You can see the images obtained by the California Department of Fish and Wildlife. herein a CBS News LA news report.
Still image generated from California Fish and Wildlife (CDFW) video footage
The history of wolves in California
Before BEY03F, the last confirmed wolf in California was killed in 1924 in Lassen County, directly east of the Pacific Crest Trail as it passes through Lassen Volcanic National Park.
Wolves were extirpated from the lower 48 states due to human-wildlife conflicts during westward expansion. As cattle grazing and open-range livestock began to spread westward into wolf habitat, the wolves, which preyed on these animals, began to be treated as economic threats and were killed in response.
Recovery and Return
With protections under the Endangered Species Act since 1973, reintroduction efforts in the 1990s in Yellowstone National Park and Idaho, and finally the natural dispersal of these wild animals, wolves returned to Northern California in 2011 and have been slowly repopulating the state since.
Perhaps even more interesting than being the southernmost wolf in recent history, wolf BEY03F is, in a sense, a hiker.
He was born in Plumas County in Northern California, which sits between Sierra City (a PCT trail town) and Lassen Volcanic National Park (which the PCT travels directly through), and in recent years, he has traveled the entire length of the Sierra Nevada mountain range, heading from SOBO to Los Angeles County.
In its most recent tracking update on February 14, GPS collar data showed it was getting even closer to the popular town of Tehachapi. Currently, it is believed to be in the Tehachapi Mountains and moves NOBO into the Sierra Nevada once again. California Fish and Wildlife experts have said he is likely heading north in hopes of finding a mate after failing to find any of his species this far south.
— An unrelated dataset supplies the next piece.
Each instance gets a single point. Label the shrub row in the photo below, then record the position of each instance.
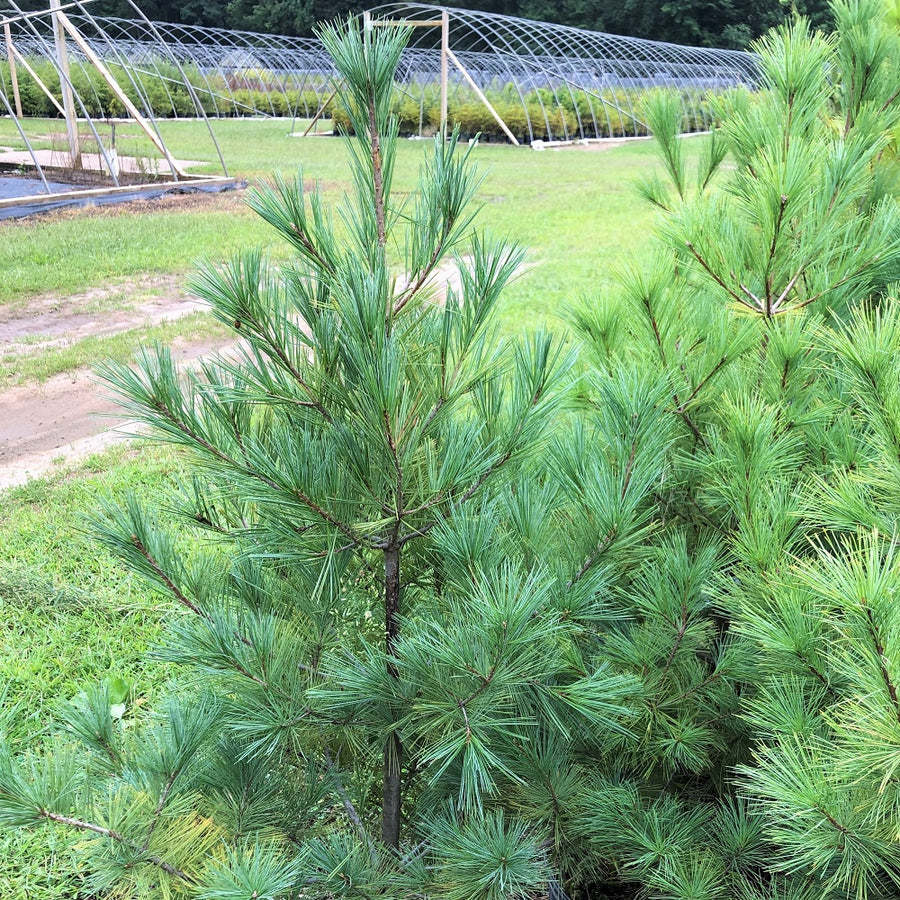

Can you see a wolf on the PCT?
For Pacific Crest Trail hikers, particularly those moving through the desert section between the Mojave and the southern Sierra, this development adds a new layer of context to the landscape during the upcoming hiking season.
During previous hiking seasons, four of the trail’s five main sections were known to be wolf habitat: the Sierra, Northern California, Oregon and Washington. Now, although BEY03F is likely to return to the Sierra, the Wilderness section has been added to this list, making these PCT sections five out of five for wolf activity.
Although exciting news, one wandering individual does not automatically classify the desert section of the Pacific Crest Trail as established wolf territory, and hikers should not expect encounters just yet.
Wolves in general are very elusive animals that tend to avoid humans and are still found in very low densities throughout California. Most of what we know about wolf activity is due to GPS collars, camera monitoring, and DNA evidence. Even in areas with established wolf packs, direct visual encounters remain extremely rare. In fact, there are no confirmed observations of wolves by hikers on the PCT.
Do you think you saw a wolf while hiking the Pacific Crest Trail?
Report any documentation to local wildlife agencies. Here is the report form if your sighting is in California.
The appearance of BEY03F in Los Angeles County represents an important milestone in the ongoing recovery of California wolves, made even more interesting by its proximity to the Pacific Crest Trail. For hikers, it’s a reminder that the trail passes through landscapes still influenced by wild, wide-ranging animals: Wolves are out there, even if they remain largely out of sight.
Featured image: A gray wolf photographed in the US Midwest in 2011 (not a photo of BEY03F, the wolf in this story). Photo via USFWS Midwest Region.